Forgette carries a 3.3 grade point average while majoring in the demanding field of exercise science — loads of anatomy, physiology, chemistry, kinesiology, etc. He’s served as president of the EWU Student-Athlete Advisory Committee the past two years, and he’s a lock to make the All-Big Sky Academic team for the second time.

“He’s one of the smarter O-linemen we’ve had,” Eastern coach Beau Baldwin said.

“The leadership skills that he has are going to help him out,” Fitzgerald said.

Fitzgerald was referring to life after football, but Baldwin said Forgette’s leadership skills come in handy on the field, too.

“He’s one of those guys,” Baldwin said, “if he goes out of the game, sometimes the guys around him might struggle, because he’s got that ability to see things and mentally get things right.”

As ferocious as Forgette can be on the football field, the 6-foot-4, 300-pounder is a gentle giant — “A big teddy bear,” according to teammate Brandon Kaufman — off the field. Forgette lives with his high school sweetheart, Brittany Loggins, and he’s been volunteering for charity work since his days at Heritage.

“It feels good to be able to give back and help people out,” Forgette said.
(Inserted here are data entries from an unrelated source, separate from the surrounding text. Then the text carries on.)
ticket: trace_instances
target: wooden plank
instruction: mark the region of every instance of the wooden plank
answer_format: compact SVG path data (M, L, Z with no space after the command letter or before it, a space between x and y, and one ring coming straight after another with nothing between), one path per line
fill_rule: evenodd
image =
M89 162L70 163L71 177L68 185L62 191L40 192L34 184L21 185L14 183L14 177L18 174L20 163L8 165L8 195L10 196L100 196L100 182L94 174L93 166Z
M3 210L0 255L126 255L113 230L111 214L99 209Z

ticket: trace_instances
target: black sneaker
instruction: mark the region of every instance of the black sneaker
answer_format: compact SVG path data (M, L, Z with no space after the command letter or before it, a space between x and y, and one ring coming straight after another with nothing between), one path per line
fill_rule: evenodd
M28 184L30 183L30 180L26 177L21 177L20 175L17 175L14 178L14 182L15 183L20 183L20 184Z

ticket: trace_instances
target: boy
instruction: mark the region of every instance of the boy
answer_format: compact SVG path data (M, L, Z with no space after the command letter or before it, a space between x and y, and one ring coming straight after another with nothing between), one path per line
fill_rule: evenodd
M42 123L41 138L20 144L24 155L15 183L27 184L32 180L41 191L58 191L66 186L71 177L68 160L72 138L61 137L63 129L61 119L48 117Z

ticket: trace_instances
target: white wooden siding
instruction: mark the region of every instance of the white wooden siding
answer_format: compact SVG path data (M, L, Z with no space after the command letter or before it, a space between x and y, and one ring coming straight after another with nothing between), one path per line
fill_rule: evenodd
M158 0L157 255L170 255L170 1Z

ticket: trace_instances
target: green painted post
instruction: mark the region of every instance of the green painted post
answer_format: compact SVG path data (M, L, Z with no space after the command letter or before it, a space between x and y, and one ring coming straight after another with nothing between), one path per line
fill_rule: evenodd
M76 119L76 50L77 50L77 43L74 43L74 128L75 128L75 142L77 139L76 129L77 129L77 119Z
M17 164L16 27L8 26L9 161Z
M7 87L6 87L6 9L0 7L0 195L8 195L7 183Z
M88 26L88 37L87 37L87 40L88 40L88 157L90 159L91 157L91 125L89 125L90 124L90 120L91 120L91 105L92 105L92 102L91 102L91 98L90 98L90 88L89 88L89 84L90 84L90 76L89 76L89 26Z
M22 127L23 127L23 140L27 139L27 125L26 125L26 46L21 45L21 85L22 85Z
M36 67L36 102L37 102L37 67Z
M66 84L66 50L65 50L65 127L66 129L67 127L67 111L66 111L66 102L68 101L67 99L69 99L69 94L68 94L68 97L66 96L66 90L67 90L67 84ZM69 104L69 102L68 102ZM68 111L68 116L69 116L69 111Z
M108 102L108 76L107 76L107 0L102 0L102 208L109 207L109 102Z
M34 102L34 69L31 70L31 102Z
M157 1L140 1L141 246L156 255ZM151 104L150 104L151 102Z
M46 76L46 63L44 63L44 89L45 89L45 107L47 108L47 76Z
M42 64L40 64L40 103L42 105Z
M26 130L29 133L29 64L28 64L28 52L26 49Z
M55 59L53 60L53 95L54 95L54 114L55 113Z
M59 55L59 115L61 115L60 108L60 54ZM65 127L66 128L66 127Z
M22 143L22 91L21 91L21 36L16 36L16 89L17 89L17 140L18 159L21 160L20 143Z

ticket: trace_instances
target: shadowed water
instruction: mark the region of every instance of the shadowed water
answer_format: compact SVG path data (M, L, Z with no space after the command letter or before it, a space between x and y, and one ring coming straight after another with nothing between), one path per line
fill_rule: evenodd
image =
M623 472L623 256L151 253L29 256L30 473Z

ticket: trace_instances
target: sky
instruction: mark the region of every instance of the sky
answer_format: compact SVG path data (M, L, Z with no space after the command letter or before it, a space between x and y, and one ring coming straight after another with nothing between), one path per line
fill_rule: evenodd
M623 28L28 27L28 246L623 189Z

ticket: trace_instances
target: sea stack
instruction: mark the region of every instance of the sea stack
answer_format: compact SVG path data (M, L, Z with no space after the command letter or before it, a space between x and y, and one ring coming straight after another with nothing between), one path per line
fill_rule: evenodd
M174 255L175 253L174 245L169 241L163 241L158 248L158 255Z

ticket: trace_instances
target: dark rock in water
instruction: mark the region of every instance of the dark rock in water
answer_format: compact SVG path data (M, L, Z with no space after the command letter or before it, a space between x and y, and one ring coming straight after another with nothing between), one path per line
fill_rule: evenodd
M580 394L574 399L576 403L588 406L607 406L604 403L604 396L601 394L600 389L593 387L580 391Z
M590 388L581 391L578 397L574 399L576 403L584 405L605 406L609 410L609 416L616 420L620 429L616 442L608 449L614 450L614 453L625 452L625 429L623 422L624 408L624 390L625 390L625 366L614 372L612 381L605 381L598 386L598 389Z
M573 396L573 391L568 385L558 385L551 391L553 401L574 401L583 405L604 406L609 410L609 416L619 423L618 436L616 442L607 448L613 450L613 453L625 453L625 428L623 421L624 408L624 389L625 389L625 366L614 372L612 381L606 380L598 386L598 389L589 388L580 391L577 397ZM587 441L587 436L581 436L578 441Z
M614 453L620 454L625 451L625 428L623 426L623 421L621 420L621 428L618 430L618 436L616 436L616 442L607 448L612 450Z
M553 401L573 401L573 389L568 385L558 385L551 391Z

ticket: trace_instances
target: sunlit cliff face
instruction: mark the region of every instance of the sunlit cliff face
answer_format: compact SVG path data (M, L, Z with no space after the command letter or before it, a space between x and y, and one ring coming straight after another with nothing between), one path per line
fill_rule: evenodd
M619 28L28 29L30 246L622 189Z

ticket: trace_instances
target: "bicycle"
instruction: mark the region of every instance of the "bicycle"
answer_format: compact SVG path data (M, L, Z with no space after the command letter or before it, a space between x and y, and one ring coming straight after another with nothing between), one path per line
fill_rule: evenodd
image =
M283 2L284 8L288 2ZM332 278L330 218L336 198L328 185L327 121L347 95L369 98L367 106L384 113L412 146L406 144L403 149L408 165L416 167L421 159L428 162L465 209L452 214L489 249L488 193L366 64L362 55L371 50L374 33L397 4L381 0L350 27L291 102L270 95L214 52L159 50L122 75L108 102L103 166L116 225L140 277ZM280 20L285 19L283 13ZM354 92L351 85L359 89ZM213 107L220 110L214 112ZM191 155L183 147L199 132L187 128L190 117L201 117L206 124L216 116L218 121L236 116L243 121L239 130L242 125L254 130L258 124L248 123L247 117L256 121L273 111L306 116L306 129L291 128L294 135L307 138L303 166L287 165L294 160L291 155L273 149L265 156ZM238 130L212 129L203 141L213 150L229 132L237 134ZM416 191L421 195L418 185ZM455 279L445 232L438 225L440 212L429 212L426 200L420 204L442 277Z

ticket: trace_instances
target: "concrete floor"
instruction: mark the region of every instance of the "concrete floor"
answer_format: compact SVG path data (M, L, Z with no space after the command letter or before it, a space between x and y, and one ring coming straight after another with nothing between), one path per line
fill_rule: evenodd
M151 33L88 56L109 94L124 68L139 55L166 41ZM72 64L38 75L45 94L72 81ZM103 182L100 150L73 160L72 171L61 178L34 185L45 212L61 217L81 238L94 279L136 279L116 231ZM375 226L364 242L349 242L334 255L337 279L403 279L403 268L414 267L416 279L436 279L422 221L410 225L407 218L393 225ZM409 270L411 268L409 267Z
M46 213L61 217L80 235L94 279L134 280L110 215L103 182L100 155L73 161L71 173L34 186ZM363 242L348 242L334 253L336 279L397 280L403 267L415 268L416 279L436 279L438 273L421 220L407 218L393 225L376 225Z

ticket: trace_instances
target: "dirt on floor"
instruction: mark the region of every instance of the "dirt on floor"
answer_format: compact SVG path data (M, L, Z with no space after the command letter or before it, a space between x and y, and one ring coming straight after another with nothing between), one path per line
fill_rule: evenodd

“He’s definitely a well-respected member of the team and in the community, too,” Kaufman said. “He’s really a great guy.”

Kaufman only wishes Forgette had demonstrated his kinder, gentler side two years ago against Idaho State.

“He was pulling and I was coming across the safety,” Kaufman recalled, “and he just got all of me and none of the safety and just completely laid me out. I could feel how powerful of a lineman he is.”

“I just leveled him,” Forgette said with an evil laugh. “He had to come out a play or two. I felt bad.”

Now Kaufman and Forgette, who are golfing buddies in the off-season, find themselves bidding for a second national championship in three years. They were two of many key players off the 2010 team who missed most of last season with injuries.

Forgette is hesitant to make comparisons between this year’s team and the 2010 championship squad except to say, “I think the biggest thing (similarity) is we find a way to win.”

The time on the sidelines last year makes Forgette appreciate winning that much more. He lines up next to center Ashton Miller, an Evergreen High graduate. Wide receiver Ashton Clark, one of Forgette’s teammates at Heritage, is a key receiver.

Forgette was recruited by Washington and Oregon, but those schools did not offer a scholarship. He’s delighted that Eastern has provided him with a free education and a memorable football experience, and he’s thankful for the support and guidance he has received from his family and his high school and college coaches.

“I couldn’t imagine a (better) camaraderie or family feel at a bigger school,” Forgette said. “It’s awesome to be around the people here, and it’s great football.”